Q4 – investments pick up
On the demand side – growth was led by investments (8.9% YoY) and exports (12%), outpacing imports (5%) handsomely. Consumption — Private (2.8%) and Government (2.3%) continued to struggle. All sectors accelerated – Agri (5.5% YoY); Industry (6.3%); Services (6.9%) — all improving on Q3. Within Industry, Manufacturing (4.5%) picked up post 2 consecutive quarters of contraction. Construction (10.4%) continued its strong growth momentum. In Services, growth was led by Trade, Hotels & Transport (9.1% YoY) and Financial, RE & Prof. Services (7.1%); Public Admin & Defence saw muted growth (3.1%).
Outlook
Expect growth slowdown, EPS cuts, policy rate cuts, low long yields, limited private capex for now:
Indian economy zooms
Signs are: 1) PAT/GDP having bounced back decisively from a low of just over 1% in FY20. 2) Reduced corporate leverage (down from 41% of GDP to 31% over the last 9 years). 3) Banks being better capitalized as well as better regulated. 4) Relatively low inflation during and in the wake of the pandemic. 5) Strong external position with FX reserves now around US$600 billion (nearly 20% of GDP). 6) Political stability with pro-business policy making. 7) Improving geostrategic relevance. However, GFCF-to-GDP ratio has been stagnant at 28% for 6 years versus 34% 10 years ago, with underinvestment particularly stark in thermal power; this may eventually trammel growth. Private consumption is struggling, highlighting the problems regarding K-shaped recovery being real.
Lag effect looms
Elsewhere in AEs, thanks to steep monetary tightening (500bps in the US in last 14 months), analysts at IIFL Capital Services fear a pronounced growth slowdown centered around Q42023, some signs of which are already visible. They expect earnings estimate cuts across geographies (S&P500 EPS has been cut by 10% in the last 6 months; though stable in the last month) and do not pin much hope on China recovery (their anecdotal feedback had indicated that China shutdowns were very precisely targeted and had not dragged down the economy a whole lot). In India too, export-led sectors will initially see an impact, but this could spread. Central banks will react at some point with rate cuts; however, it would be too late to stop downgrades. We will probably see outflows from EMs.

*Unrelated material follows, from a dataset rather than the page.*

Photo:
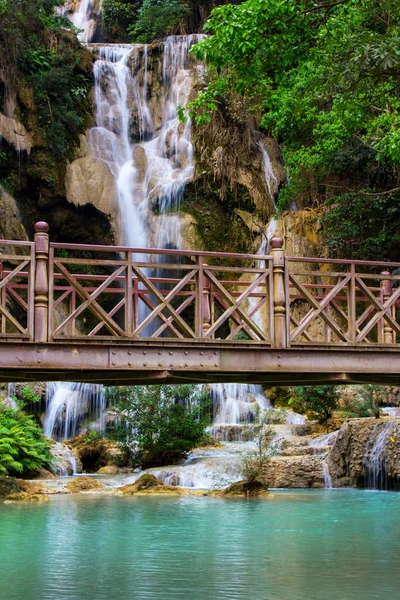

Q4 GDP’s capex buildup not dependable
In this environment, analysts at IIFL Capital Services do not see a major capex wave happening, though monetary easing later in the year, or Q12024, could trigger a risk-on phase and a strong period of FII inflows. With Nifty at 18.5x i.e. 1SD above the long-term average and no material downgrade to Nifty FY24 earnings yet, analysts at IIFL Capital Services see limited upside from here. They prefer Banks, Life Insurance (SBI Life), India-focused Pharma, Healthcare (Hospitals), FMCG (Food), Cement, Construction, Building Materials, Real Estate, Utilities, Telecom and select Auto. They are negative on IT, Consumer Discretionary, Capital Goods (too expensive now), Conglomerate, US-focused Pharma, Chemicals, Metals and Paints.